I am wrung out like a washcloth over today’s Bible reading.  I know that the Lord’s commands are for our good, but I think there must be something about Jewish culture that I am missing.  When I read Leviticus 27:29, my heart skipped a beat.  What does it really mean?

28 “However, anything specially set apart for the Lord—whether a person, an animal, or family property—must never be sold or bought back. Anything devoted in this way has been set apart as holy, and it belongs to the Lord. 29 No person specially set apart for destruction may be bought back.
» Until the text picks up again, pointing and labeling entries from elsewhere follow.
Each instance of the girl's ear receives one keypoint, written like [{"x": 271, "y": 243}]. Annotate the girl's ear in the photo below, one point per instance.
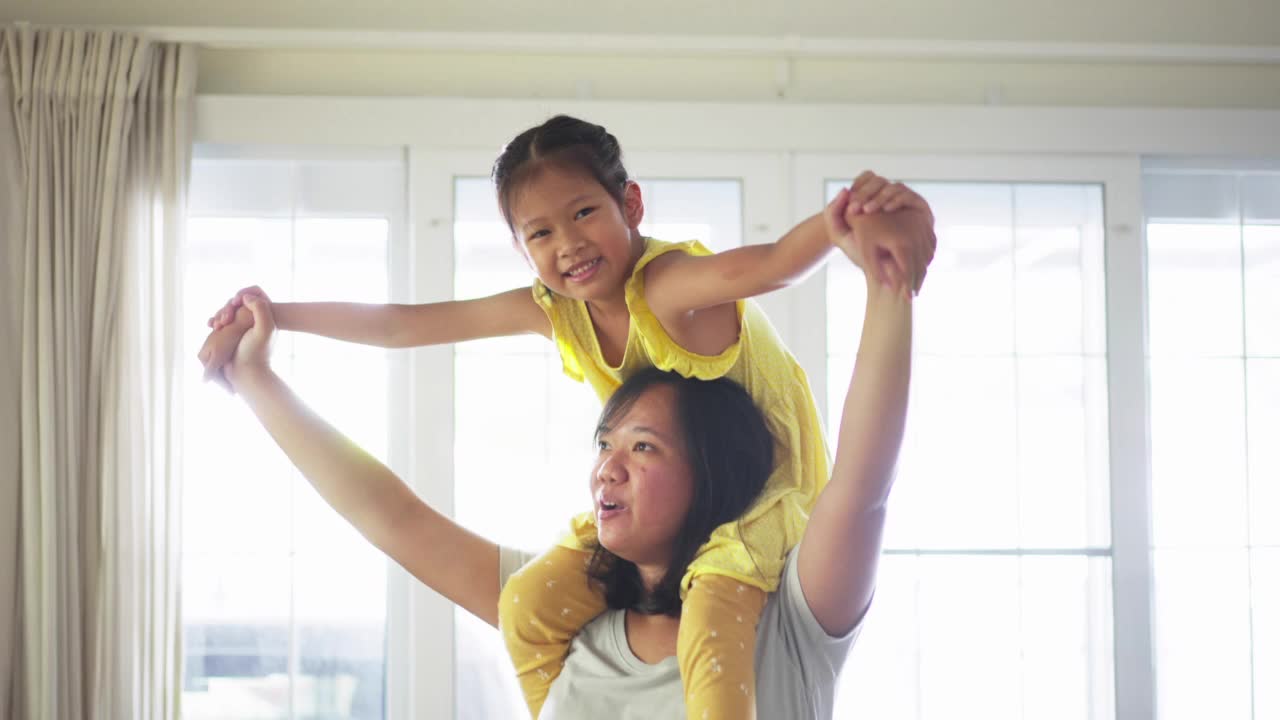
[{"x": 632, "y": 204}]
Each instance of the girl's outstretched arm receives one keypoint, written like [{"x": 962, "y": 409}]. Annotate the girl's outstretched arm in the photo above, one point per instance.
[
  {"x": 841, "y": 545},
  {"x": 380, "y": 324},
  {"x": 451, "y": 560},
  {"x": 677, "y": 283}
]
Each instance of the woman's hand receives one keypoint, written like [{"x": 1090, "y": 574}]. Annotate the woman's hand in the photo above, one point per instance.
[
  {"x": 886, "y": 228},
  {"x": 254, "y": 352},
  {"x": 228, "y": 311}
]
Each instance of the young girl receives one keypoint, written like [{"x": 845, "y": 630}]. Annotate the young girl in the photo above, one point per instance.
[{"x": 613, "y": 302}]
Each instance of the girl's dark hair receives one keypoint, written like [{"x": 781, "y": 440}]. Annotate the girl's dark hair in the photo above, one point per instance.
[
  {"x": 730, "y": 452},
  {"x": 562, "y": 142}
]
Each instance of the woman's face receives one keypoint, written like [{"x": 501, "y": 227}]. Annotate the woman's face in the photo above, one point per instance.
[{"x": 641, "y": 482}]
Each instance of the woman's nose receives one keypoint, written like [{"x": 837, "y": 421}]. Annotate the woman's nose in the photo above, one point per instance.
[{"x": 611, "y": 470}]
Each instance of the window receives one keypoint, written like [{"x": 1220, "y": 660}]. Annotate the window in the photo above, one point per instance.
[
  {"x": 522, "y": 440},
  {"x": 283, "y": 602},
  {"x": 1214, "y": 276},
  {"x": 995, "y": 589}
]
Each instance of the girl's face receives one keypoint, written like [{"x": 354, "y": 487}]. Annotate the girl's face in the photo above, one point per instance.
[
  {"x": 575, "y": 236},
  {"x": 641, "y": 483}
]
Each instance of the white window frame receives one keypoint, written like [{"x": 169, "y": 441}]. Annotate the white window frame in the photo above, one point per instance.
[
  {"x": 355, "y": 201},
  {"x": 442, "y": 135},
  {"x": 1127, "y": 376}
]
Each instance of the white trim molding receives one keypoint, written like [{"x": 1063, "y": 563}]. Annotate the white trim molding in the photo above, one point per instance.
[{"x": 712, "y": 45}]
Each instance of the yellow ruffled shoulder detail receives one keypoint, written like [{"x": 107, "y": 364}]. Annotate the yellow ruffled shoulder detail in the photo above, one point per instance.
[
  {"x": 661, "y": 349},
  {"x": 561, "y": 329}
]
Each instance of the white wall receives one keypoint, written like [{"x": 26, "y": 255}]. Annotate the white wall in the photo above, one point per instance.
[{"x": 735, "y": 78}]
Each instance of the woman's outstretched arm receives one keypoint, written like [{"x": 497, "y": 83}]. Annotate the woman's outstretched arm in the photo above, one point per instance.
[
  {"x": 447, "y": 557},
  {"x": 842, "y": 542}
]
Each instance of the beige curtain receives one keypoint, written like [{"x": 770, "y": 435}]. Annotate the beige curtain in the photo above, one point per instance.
[{"x": 96, "y": 145}]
Such a person must be put to death.

I thought human sacrifice was abhorrent to the Lord?

In verse 28, the Lord says that any person specially set aside for him must never be sold or bought back.  Earlier verses in the chapter seem to indicate that a person could dedicate another person to the Lord by paying a set dollar amount for him or her to the priest.  The amount varied according to the person’s age and sex.

So what happened to those people who were dedicated to the Lord?  Samuel’s mother dedicated him to the service of the Lord, and he lived with the priests and learned how to be a priest.  But the Hebrew word used in 1 Samuel 11 is nathan, and it means dedicated.  The word used in Leviticus 27:29 is charam, and it means “to be put under the ban, to be devoted to destruction.”

Some internet commentaries I have come across have suggested that these verses are referring to people who have sinned and are under the punishment of death.  I don’t find anything in the context that implies that these who have been “devoted to the Lord” are under any sort of punishment.

However, the Lord did call for cities inhabited by idol worshippers to be “utterly devoted,” or destroyed.  So perhaps this word charam was used in the same context.

Application of these verses is difficult and humbling as I realize that no amount of internet searching or cross referencing will give me complete wisdom in these and other matters.  Wisdom comes from the Lord alone.  So I must content myself with not knowing what is really meant by these words because I just can’t fathom the Lord allowing his special people to sacrifice each other on a mere whim or desire.  He is God.  He is the very meaning of holiness and righteousness.  And, like a child who has to be content with a mother’s “I’ll tell you when you’re older,” in response to a question, I must rest in the knowledge of Who I am in Christ.

God is not limited within the confines of my understanding.